Whether an investor is preparing a property for sale or revitalizing an aging asset, implementing the right kinds of amenities or interior design could easily result in optimized rents depending upon which tenants they are trying to attract, so says data from the upcoming Multifamily Executive Concept Community survey. Information from various sections of the survey, set for release in September, offers a unique glimpse of how interest in paying more for services and aesthetic elements change across the generations.
For instance, in an article released Friday, Jerry Ascierto notes that renters of the younger generations were much more inclined to pay higher rent premiums for hardwood flooring instead of carpet. Survey data found that 51% of Millennials and 52% of Generation X would be willing to pay upwards of $75 for hardwood flooring. This finding exceeded that of Baby Boomers willing to pay (40%) and was nearly double that of the Silent Generation.

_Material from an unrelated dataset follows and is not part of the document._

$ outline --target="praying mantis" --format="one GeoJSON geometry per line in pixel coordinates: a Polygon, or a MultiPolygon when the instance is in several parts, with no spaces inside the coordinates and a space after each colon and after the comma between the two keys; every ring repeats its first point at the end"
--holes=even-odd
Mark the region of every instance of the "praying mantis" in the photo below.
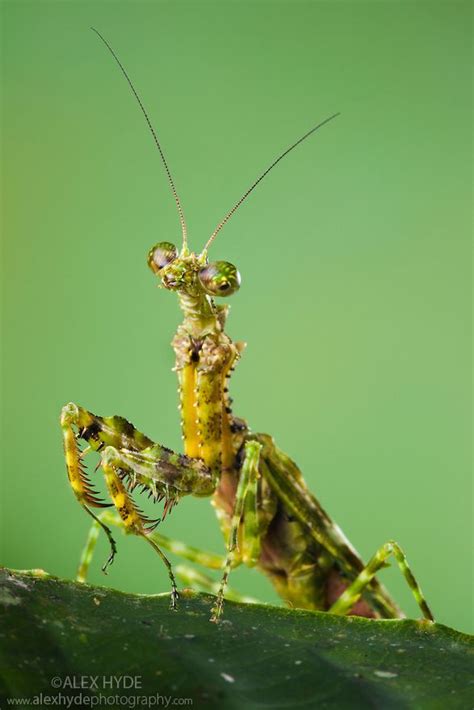
{"type": "MultiPolygon", "coordinates": [[[[74,403],[63,407],[61,428],[69,483],[88,515],[91,532],[81,559],[78,579],[84,581],[98,533],[110,545],[103,566],[113,562],[117,546],[110,526],[146,540],[167,568],[171,607],[178,607],[173,568],[163,549],[209,569],[220,569],[222,579],[211,611],[219,621],[230,572],[238,565],[256,567],[271,580],[277,593],[293,607],[354,614],[369,618],[403,617],[395,601],[378,581],[377,573],[393,556],[426,620],[431,610],[403,550],[394,542],[382,545],[364,564],[341,529],[309,491],[297,465],[271,436],[254,433],[244,419],[234,416],[228,384],[244,344],[225,332],[229,308],[216,299],[231,296],[240,285],[237,268],[225,261],[209,261],[216,236],[263,178],[290,151],[333,121],[333,114],[311,128],[282,152],[255,180],[219,222],[200,252],[188,246],[184,212],[157,134],[134,85],[108,41],[94,28],[122,72],[138,102],[164,166],[181,225],[181,248],[167,241],[148,253],[148,266],[161,286],[176,293],[183,322],[172,341],[179,380],[184,453],[155,443],[119,416],[92,414],[74,403]],[[86,448],[81,449],[81,442],[86,448]],[[85,467],[88,452],[100,454],[111,502],[93,489],[85,467]],[[165,537],[156,530],[160,518],[149,519],[137,507],[133,492],[141,490],[154,502],[164,501],[162,520],[185,495],[211,497],[226,542],[226,555],[214,555],[165,537]],[[115,513],[106,508],[113,507],[115,513]],[[95,511],[103,509],[100,513],[95,511]]],[[[98,468],[97,467],[97,468],[98,468]]],[[[97,469],[96,469],[97,470],[97,469]]],[[[185,573],[183,572],[183,575],[185,573]]],[[[192,576],[192,573],[189,573],[192,576]]],[[[182,575],[182,576],[183,576],[182,575]]],[[[196,573],[206,585],[209,578],[196,573]]]]}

Similarly, in an article released early in July, Ascierto found that the younger generations were also willing to pay more for another interior improvement, closet space. The general survey found that 49% of all surveyed would consider spending an additional $75 for a larger closet space of 10 X 6 ft. compared to the average size of 4 X 6 ft. Unsurprisingly, when those surveyed were divided by generation Millennials (50%) and Generation X (51%) still lead enthusiasm toward the idea of larger closet space compared to their older cohorts.
Ascierto attributes this dramatic separation of generational interest to two factors. First, many of the older generation may be forced to maintain a fixed income, and are thus willing to sacrifice extra perks for the sake of keeping to a budget. According to the 2012 data collected by the AARP, Americans 65 years and older had an average income of over $31,742 yearly. With only the additional supplements of Social Security accounting for some financial cushion, many of the Silent Generation are forced to forgo more eccentric or large scale amenities in order to break even. Younger generations fare far better on fixed income, with a national average of $76,061 according to glassdoor.com.
Second, Ascierto maintains that younger generations are more inclined to desire open, authentic experiences. Whereas hardwood flooring for an older generation may elicit fear of slipping, for younger generations it can give the impression of a rustic, authentic feeling. Even if the material is a composite product instead of traditional hardwood, the notion of walking on a more natural material instead of processed fibers plays strongly on the public perception of the eco-conscious younger generation. It seems even outside of unusual amenities, generational strategies can dictate the potential return one may get from a property.